The walk-on athlete who will suit up for the OSU baseball team this spring had never taken in a Buckeye football game in person until he was standing on the sidelines in full uniform. He missed OSU's spring game due to a baseball game.
His only experiences in Ohio Stadium had come when the Buckeyes had practiced or conditioned there during fall camp.
Not surprisingly, the graduate of Cincinnati Moeller was on cloud nine when he charged the field with his new teammates.
“Running out there with everyone in the stadium was like a dream come true,” he said. “It was like I was living in a daze. It was awesome.”
There in the stands were two of Oltorik’s family members; his father and his grandfather. Both of them arrived early and were there to document every part of the day.
“We went to the walk, when they walk from the hotel to the Skull Session and then over to the stadium,” said Dennis Oltorik, Ross’ father. “We got some snapshots and a little video of him walking in his suit.”
Ross said he remembers being near safety Aaron Gant when he took the field. His father said that both he and his father-in-law could pick him out of the swarm of scarlet jerseys pouring across the turf.
Ross himself said he felt a charge as he went through pre-game warm-ups with the stadium not yet half full. Trying to mentally prepare himself for what the day would entail, Oltorik was largely left on his own to try and get himself ready. Head coach Jim Tressel offered some simple advice to all the freshmen: just take it all in and enjoy the moment.
The reason? Words can’t do it justice when you run on the field in front of 105,000 cheering fans, and Oltorik’s teammates and coach knew that.
“I don’t think guys tried to explain to me,” he said. “People were just like, ‘We can’t really explain it to you.’ Words can’t explain it. That’s how I really did feel. I was so happy I couldn’t stop smiling.”
That is not to say that his fellow Buckeyes have ignored him since his arrival on campus June 15. Prior to the YSU game, junior tailback Chris Wells expressed his excitement for Ross heading into his first game.
The fact that a player entering a season where he was expected to contend for the Heisman Trophy would notice a walk-on, fourth-string quarterback was a clear indication of what kind of players the Buckeyes have, Dennis said.
“Chris and Ross have a locker near each other or next to each other, and being the quality man that he is he probably sees a young guy coming through and a little bit reserved because of it and he’s watching out for him,” he said. “As a father, you know you’re sending your kid to a good place not just for athletics, but for life.”
That point was further hammered home when Dennis attended an OSU practice during fall camp and Tressel made a point to meet with him.
“I’ve been to one practice and I enjoyed it,” he said. “Coach Tressel came up to me and introduced himself and said hi. He said some really nice things about Ross, which I didn’t think he had to. He didn’t have to go out of his way to do that.”

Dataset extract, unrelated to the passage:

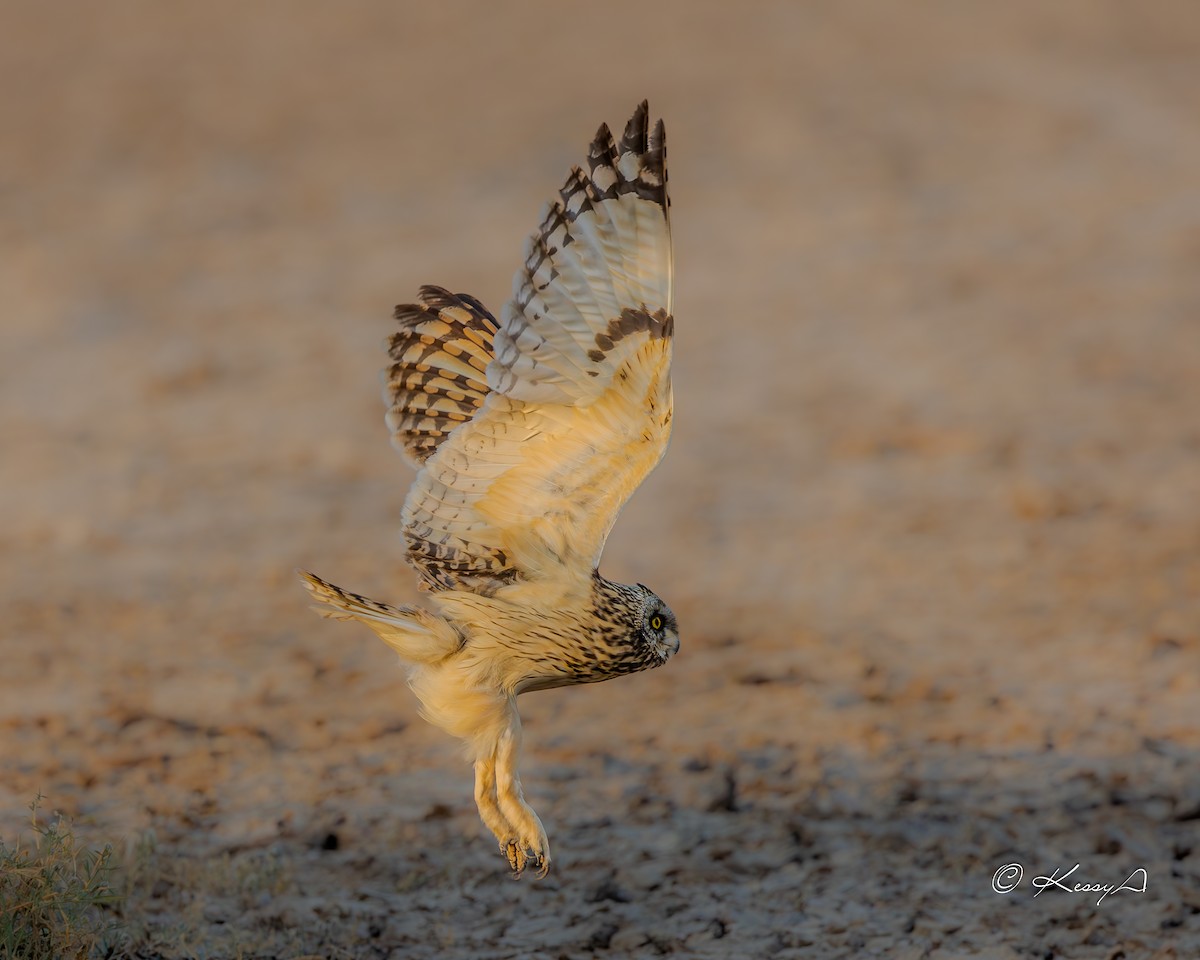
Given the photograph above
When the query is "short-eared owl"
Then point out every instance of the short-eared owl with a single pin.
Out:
(528, 435)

His status as the fourth quarterback on the depth chart does not mean that Oltorik is content to sit by and not contribute. His father admitted that it was difficult for both to see so many players see playing time in the 43-0 OSU victory but that the situation was understandable.
Getting into Ohio Stadium was not the culmination of a dream, but rather the beginning of one.
“I’ll remember that first experience of running out there and seeing everyone, not being able to take your eyes off of the crowd,” Ross said. “Obviously it’s just the first step. It’s a great feeling, but you’ve got to keep going from here. It was a great experience.”
An experience that gave him a much closer view of the action than most freshmen receive for their first OSU home game.